CALGARY — Canada’s official opposition has conducted its own “net benefit” test of China’s $15.1-billion attempt to buy a Canadian oil sands producer and issued the deal a failing grade.
The federal New Democratic Party Thursday urged Prime Minister Stephen Harper to prevent Calgary-based Nexen Inc. from being sold to CNOOC Ltd., a state-controlled enterprise backed by China’s Communist government. While unsurprising given the party’s recent statements on the proposed deal, the move, experts say, was designed to provide the NDP with political capital.
“If the deal is denied then the NDP can try to take credit for denying the deal. If the deal goes forward then they can campaign on the fact that Stephen Harper doesn’t listen to Canadians,” said Duane Bratt, professor and chair of the policy studies department at Calgary’s Mount Royal University.
“Almost every foreign investment would fail the NDP test, any trade deal would fail the NDP test. They are a protectionist party so remember the government is not bound by the will of the opposition party here.” Few people cried foul of the deal when it was proposed in late July. But the issue of foreign state-owned players acquiring stakes in Canada’s oil patch has quickly gained momentum as debate has become increasingly contentious.
Some senior cabinet members in the Harper government have expressed concerns over the deal’s potential to trigger more foreign takeovers, while most observers who support the deal appear want strict conditions attached.

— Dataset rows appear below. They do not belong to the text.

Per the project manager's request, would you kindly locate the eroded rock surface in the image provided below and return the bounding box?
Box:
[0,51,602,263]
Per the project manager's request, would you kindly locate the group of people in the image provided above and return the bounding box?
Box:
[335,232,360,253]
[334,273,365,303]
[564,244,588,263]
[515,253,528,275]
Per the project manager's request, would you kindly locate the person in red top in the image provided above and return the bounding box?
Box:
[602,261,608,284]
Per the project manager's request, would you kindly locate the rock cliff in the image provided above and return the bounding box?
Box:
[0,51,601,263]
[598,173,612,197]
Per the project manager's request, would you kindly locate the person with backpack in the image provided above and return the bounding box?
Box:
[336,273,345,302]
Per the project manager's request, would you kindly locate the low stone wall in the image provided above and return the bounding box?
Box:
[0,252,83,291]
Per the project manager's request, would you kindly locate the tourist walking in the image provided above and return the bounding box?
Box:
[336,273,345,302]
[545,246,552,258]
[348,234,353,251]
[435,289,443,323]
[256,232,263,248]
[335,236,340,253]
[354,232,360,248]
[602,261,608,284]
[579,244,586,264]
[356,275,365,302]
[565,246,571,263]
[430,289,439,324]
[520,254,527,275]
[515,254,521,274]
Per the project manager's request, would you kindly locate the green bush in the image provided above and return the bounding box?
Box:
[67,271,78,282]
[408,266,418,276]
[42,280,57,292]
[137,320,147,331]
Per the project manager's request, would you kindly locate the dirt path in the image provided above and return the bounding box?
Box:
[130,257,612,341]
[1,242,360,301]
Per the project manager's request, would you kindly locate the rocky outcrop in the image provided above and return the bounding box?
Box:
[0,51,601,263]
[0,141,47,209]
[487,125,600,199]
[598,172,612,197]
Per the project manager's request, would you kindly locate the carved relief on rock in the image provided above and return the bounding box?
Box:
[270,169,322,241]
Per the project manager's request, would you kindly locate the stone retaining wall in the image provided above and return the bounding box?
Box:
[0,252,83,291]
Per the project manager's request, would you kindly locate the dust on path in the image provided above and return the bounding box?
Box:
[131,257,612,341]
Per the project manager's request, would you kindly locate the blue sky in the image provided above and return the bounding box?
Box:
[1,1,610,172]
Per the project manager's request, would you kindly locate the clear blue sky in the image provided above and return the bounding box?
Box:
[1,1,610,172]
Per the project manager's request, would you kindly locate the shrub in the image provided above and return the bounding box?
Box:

In a recent survey of Canadian corporate executives, only 42% of 152 respondents said they would support the deal without conditions, while 50% said they would oppose the deal without conditions. Alberta Premier Alison Redford is also reported to have written to Industry Minister Christian Paradis asking him to ensure Canadian jobs will be protected and a mostly Canadian management team be maintained.
Mr. Harper is not bound by the NDP’s position in any way as the process is a bureaucratic one entirely contained within Industry Canada that does not involve a Parliamentary vote. The opposition has, however, served to galvanize public resistance against allowing China’s largest foreign takeover attempt to date to proceed.
Peter Julian, the NDP’s natural resources critic, told the Canadian Press in Ottawa that the deal raises questions about the future of Canadian jobs and the location of the new company’s head office. CNOOC has promised both to retain all of Nexen’s approximately 3,000 employees and to keep Calgary as its hemispheric headquarters.